What professional development helps one ascend to GC?
General counsel – both those promoted internally and those recruited externally – appear to benefit from certain professional development experiences as part of their rise to the top of the legal department.
Legal and compliance executive search firm BarkerGilmore has released its 2020 General Counsel Succession Report, which delves into the paths that sitting GCs have taken and the professional development they received along the way. The intent behind the report, the firm said, is to help foster understanding about the pathways to attaining senior in-house legal roles.

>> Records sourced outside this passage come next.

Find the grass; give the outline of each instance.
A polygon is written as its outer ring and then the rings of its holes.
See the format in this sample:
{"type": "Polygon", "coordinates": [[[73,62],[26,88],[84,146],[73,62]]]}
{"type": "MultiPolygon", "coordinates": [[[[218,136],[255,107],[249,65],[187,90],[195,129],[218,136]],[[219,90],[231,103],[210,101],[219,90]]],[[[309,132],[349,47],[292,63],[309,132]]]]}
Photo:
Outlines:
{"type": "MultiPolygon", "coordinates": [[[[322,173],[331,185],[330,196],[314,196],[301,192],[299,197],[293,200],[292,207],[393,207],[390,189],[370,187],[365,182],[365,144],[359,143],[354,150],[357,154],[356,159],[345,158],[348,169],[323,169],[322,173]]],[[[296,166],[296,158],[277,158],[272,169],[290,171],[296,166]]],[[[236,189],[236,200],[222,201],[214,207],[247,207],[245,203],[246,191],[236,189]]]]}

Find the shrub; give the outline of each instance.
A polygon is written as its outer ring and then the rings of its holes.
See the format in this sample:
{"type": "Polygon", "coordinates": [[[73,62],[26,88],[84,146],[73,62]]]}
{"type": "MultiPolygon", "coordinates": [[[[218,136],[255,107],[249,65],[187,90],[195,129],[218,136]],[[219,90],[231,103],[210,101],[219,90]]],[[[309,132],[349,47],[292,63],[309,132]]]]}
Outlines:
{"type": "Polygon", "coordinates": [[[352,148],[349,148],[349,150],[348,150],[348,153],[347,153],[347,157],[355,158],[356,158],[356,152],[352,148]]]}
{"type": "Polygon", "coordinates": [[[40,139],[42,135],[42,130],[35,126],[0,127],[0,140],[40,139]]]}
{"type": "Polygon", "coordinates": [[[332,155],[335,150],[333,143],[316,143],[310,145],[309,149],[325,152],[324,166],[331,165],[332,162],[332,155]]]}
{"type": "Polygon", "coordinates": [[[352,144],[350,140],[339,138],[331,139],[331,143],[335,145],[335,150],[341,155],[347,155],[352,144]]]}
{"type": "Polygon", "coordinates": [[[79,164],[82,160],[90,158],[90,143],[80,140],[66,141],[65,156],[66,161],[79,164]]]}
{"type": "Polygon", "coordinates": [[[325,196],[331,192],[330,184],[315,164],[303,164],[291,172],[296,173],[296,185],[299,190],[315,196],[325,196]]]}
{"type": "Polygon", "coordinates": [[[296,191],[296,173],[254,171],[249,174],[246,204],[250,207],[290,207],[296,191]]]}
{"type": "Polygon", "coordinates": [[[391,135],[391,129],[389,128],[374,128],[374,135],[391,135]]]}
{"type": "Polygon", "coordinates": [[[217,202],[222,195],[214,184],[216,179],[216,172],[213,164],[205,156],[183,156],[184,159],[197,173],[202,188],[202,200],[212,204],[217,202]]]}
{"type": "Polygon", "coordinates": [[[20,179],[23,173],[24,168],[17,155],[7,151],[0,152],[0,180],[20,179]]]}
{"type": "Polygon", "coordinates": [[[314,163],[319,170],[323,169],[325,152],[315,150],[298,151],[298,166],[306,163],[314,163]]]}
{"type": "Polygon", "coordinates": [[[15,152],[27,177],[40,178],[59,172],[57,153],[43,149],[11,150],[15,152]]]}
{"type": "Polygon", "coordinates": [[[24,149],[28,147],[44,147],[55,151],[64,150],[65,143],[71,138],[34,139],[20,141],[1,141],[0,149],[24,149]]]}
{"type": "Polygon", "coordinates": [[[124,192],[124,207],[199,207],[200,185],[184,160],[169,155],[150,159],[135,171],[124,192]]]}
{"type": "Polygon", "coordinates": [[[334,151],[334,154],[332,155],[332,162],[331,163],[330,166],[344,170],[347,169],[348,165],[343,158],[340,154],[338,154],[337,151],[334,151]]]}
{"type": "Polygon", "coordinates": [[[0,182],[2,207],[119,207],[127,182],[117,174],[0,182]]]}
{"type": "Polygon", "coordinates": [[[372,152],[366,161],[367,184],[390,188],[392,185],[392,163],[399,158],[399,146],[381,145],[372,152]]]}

Last week, Lawyers Weekly reported that the research found that corporate lawyers who have hired executive coaches for themselves may be more likely to be promoted internally to general counsel.
When it comes to professional development, GCs who have been promoted internally were developed by their business or organisation in a “mix of experiences” prior to their promotions, the firm said.
An expansion of one’s responsibilities (63 per cent) was the most common duty helping one rise up the ladder, followed by increased C-suite and board exposure (53 per cent). Leadership training and stretch assignments were also provided for 39 per cent and 37 per cent of promoted GCs respectively.
Elsewhere, 19 per cent of promoted GCs benefitted from GC shadowing, 16 per cent received mentoring with an executive other than the GC, 15 per cent had executive coaching and 14 per cent had financial training.
Those who have been recruited externally for a GC role, BarkerGilmore continued, received “very similar development opportunities” while still with their previous employers.
“Expanded scope of responsibilities (51 per cent), increased C-suite and board exposure (44 per cent), leadership training (35 per cent) and stretch assignments (29 per cent) were the top-reported development opportunities,” the firm detailed.
Certain recruited GCs were also able to glean benefit from executive coaching (22 per cent), and 15 per cent had mentoring with someone other than the GC, while 11 per cent received financial training and 7 per cent were able to shadow the GC.